Realizing this was like finding the Rosetta Stone. Applying our new knowledge to the Fort Myer test film, we were delighted to find that it did contain 1908 footage mixed in with the 1909 tests, meaning the oldest U.S. government film was almost a whole year older than documented! But how did the footage get mixed up like this?

This image contains a color coded timeline showing the distribution of 1908 and 1909 footage in "First Army Aeroplane Flight, Fort Myer, Virginia." The background is a still image from the film showing the take off of a 1908 test flight. The Flyer rises into the air over a field beyond a large group of men in suits and hats.

This film, like other films in the Historical Film Series, was compiled by Signal Corps staff to consolidate the older films in the Signal Corps’ holdings. Beginning in 1935, they sorted through hundreds of thousands of feet of footage to select and edit together films on different historical topics, with the bulk of them focused on World War I. Looking at how the film is edited together, you can see that the Signal Corps was trying to create a coherent narrative for a test flight using the disparate footage they had. It begins with the plane being removed from the hangar. All of this footage is from 1909, but it appears to be three different days, based on the number and location of the spectators, one of whom is President William Howard Taft. The most amusing sequence is the plane’s take-off. The Signal Corps cut together both 1908 and 1909 footage to provide reverse shots for what is made to look like a single launch.

This animated GIF depicts take off of the Wright Military Flyer, but it actually shows two different planes. It begins with a shot from the front of the 1909 Flyer on the launching apparatus. The next shot shows the 1908 Flyer from the rear as a large weight drops and the launching apparatus begins to propel the plane forward. The third shot briefly shows the 1909 plane from the front as it moves forward. The fourth shot shows the 1908 plane from behind as it gently lifts into the air and glides away from a group of onlookers.
The dramatic take off sequence from First Army Aeroplane Flight, Fort Myer, Virginia. The shots from in front of the plane are 1909 and the shots from behind are 1908.

Because it is so dramatic, this is one of the sequences that is reused the most in modern productions, usually identified as taking place on July 27, 1909. Once the plane is in the air, we see shots from several flights around Fort Myer. The film ends with the plane back on the ground. Overall, almost two minutes of the eight-minute film appear to be footage from 1908.

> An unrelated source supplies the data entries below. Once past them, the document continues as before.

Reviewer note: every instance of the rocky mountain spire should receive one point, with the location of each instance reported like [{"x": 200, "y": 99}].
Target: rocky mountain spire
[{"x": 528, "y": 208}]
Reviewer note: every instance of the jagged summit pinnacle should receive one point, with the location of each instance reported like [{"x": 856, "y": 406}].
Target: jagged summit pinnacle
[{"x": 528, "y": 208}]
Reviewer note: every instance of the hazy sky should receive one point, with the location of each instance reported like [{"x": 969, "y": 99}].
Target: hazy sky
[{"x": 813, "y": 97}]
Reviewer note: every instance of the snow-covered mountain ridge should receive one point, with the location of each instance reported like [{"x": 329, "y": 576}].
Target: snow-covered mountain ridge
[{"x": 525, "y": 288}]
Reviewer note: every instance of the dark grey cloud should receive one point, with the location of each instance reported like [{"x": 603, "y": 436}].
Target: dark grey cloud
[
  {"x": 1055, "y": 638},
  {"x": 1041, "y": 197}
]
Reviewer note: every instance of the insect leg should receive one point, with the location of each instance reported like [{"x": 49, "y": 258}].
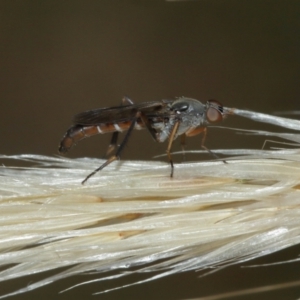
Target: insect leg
[
  {"x": 152, "y": 131},
  {"x": 114, "y": 139},
  {"x": 117, "y": 155},
  {"x": 171, "y": 139},
  {"x": 198, "y": 130},
  {"x": 182, "y": 143}
]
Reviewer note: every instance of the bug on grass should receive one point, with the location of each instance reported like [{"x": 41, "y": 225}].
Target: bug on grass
[{"x": 164, "y": 119}]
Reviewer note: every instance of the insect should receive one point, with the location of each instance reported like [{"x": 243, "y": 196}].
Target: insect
[{"x": 164, "y": 119}]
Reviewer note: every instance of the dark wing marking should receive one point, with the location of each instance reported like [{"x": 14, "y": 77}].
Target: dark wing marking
[{"x": 117, "y": 113}]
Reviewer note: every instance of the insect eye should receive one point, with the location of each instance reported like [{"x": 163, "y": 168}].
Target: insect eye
[
  {"x": 214, "y": 111},
  {"x": 180, "y": 106}
]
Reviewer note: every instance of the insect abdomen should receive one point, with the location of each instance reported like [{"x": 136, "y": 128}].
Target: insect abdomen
[{"x": 78, "y": 132}]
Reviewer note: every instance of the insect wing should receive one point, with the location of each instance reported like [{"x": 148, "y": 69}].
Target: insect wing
[{"x": 116, "y": 113}]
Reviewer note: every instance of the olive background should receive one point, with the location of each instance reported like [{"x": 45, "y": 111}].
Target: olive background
[{"x": 58, "y": 58}]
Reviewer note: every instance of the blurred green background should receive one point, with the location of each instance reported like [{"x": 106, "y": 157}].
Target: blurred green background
[{"x": 59, "y": 58}]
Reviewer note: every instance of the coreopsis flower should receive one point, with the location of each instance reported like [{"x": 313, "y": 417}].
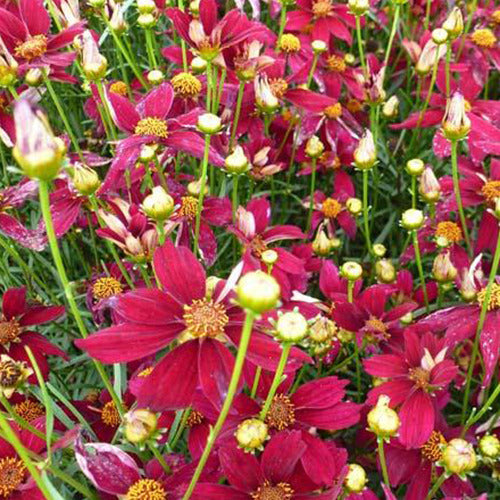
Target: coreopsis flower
[
  {"x": 17, "y": 320},
  {"x": 26, "y": 35},
  {"x": 201, "y": 323},
  {"x": 417, "y": 374}
]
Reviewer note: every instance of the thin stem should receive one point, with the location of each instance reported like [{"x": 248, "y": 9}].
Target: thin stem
[
  {"x": 287, "y": 346},
  {"x": 231, "y": 391},
  {"x": 458, "y": 196},
  {"x": 203, "y": 183}
]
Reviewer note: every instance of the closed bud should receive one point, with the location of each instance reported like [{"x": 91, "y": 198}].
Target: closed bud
[
  {"x": 412, "y": 219},
  {"x": 355, "y": 480},
  {"x": 158, "y": 205},
  {"x": 139, "y": 425},
  {"x": 257, "y": 291},
  {"x": 251, "y": 434},
  {"x": 385, "y": 271},
  {"x": 382, "y": 420},
  {"x": 351, "y": 270},
  {"x": 314, "y": 147},
  {"x": 365, "y": 154},
  {"x": 459, "y": 457},
  {"x": 291, "y": 327},
  {"x": 209, "y": 123},
  {"x": 237, "y": 162},
  {"x": 456, "y": 124}
]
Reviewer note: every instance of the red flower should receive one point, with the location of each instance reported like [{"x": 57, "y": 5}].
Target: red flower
[{"x": 415, "y": 375}]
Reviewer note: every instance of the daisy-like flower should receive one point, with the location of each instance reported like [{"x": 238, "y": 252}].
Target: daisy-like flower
[
  {"x": 416, "y": 374},
  {"x": 201, "y": 322}
]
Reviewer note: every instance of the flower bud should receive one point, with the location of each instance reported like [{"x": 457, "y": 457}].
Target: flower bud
[
  {"x": 314, "y": 147},
  {"x": 412, "y": 219},
  {"x": 351, "y": 270},
  {"x": 456, "y": 124},
  {"x": 85, "y": 180},
  {"x": 415, "y": 167},
  {"x": 37, "y": 150},
  {"x": 459, "y": 457},
  {"x": 251, "y": 434},
  {"x": 382, "y": 420},
  {"x": 355, "y": 480},
  {"x": 454, "y": 23},
  {"x": 429, "y": 187},
  {"x": 390, "y": 109},
  {"x": 385, "y": 271},
  {"x": 354, "y": 206},
  {"x": 365, "y": 154},
  {"x": 443, "y": 270},
  {"x": 209, "y": 123},
  {"x": 489, "y": 446},
  {"x": 139, "y": 425},
  {"x": 291, "y": 327},
  {"x": 257, "y": 291},
  {"x": 158, "y": 205},
  {"x": 237, "y": 162}
]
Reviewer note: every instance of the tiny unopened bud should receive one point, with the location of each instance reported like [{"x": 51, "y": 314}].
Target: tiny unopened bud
[
  {"x": 355, "y": 480},
  {"x": 209, "y": 123},
  {"x": 158, "y": 205},
  {"x": 415, "y": 167},
  {"x": 459, "y": 457},
  {"x": 412, "y": 219},
  {"x": 365, "y": 154},
  {"x": 251, "y": 434},
  {"x": 314, "y": 147},
  {"x": 383, "y": 420},
  {"x": 257, "y": 291},
  {"x": 351, "y": 270},
  {"x": 291, "y": 327}
]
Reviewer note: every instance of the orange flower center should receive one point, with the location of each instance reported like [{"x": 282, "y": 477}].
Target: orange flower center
[
  {"x": 31, "y": 49},
  {"x": 431, "y": 450},
  {"x": 146, "y": 489},
  {"x": 331, "y": 208},
  {"x": 205, "y": 318},
  {"x": 107, "y": 287},
  {"x": 281, "y": 413},
  {"x": 281, "y": 491},
  {"x": 152, "y": 126},
  {"x": 12, "y": 473}
]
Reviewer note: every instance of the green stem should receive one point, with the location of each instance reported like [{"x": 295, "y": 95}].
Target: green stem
[
  {"x": 231, "y": 391},
  {"x": 286, "y": 347},
  {"x": 201, "y": 197}
]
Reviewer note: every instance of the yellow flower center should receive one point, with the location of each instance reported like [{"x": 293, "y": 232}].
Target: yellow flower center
[
  {"x": 278, "y": 87},
  {"x": 9, "y": 331},
  {"x": 146, "y": 489},
  {"x": 484, "y": 37},
  {"x": 334, "y": 111},
  {"x": 186, "y": 85},
  {"x": 205, "y": 318},
  {"x": 323, "y": 8},
  {"x": 289, "y": 43},
  {"x": 104, "y": 288},
  {"x": 32, "y": 48},
  {"x": 119, "y": 88},
  {"x": 494, "y": 300},
  {"x": 431, "y": 450},
  {"x": 331, "y": 208},
  {"x": 12, "y": 473},
  {"x": 29, "y": 410},
  {"x": 336, "y": 64},
  {"x": 152, "y": 126},
  {"x": 491, "y": 190},
  {"x": 449, "y": 230},
  {"x": 281, "y": 413}
]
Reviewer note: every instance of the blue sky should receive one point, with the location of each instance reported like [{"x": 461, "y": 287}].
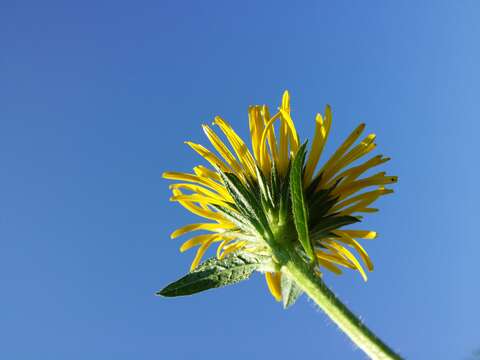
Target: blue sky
[{"x": 96, "y": 99}]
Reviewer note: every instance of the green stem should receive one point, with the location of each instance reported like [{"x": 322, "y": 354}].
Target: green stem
[{"x": 365, "y": 339}]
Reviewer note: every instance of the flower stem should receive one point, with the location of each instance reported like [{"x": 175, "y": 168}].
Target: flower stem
[{"x": 365, "y": 339}]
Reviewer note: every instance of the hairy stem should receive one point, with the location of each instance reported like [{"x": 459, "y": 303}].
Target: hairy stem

Our next step will be to dig deeper into the actual source of the 1908 footage. Although the USDA claims it had the very first motion picture camera in the federal government, there is evidence that the Department of the Interior’s Bureau of Reclamation was already shooting its own films in the summer of 1908. In the Business Screen Magazine article, the USDA itself notes that Bureau of Reclamation photographers E.B. Thompson and Carl Louis Gregory were also present at Fort Myer to film the 1908 test flights, and that the film at the National Archives could have been captured by either them or Clime.

Although the September 1908 Wright Flyer tests ended in tragedy, the 1909 test flights were a resounding success. The Army purchased the plane from the Wright brothers and designated it Signal Corps No. 1. The Signal Corps immediately set up a training ground and airport in College Park, Maryland, and then established a military aviation school there in 1911. In that same year, the Signal Corps acquired a number of newer-model airplanes, nudging Signal Corps No. 1 toward obsolescence. Recognizing its importance in the story of American aviation, the War Department donated the aircraft to the Smithsonian Institution, where it now resides in the collections of the National Air and Space Museum.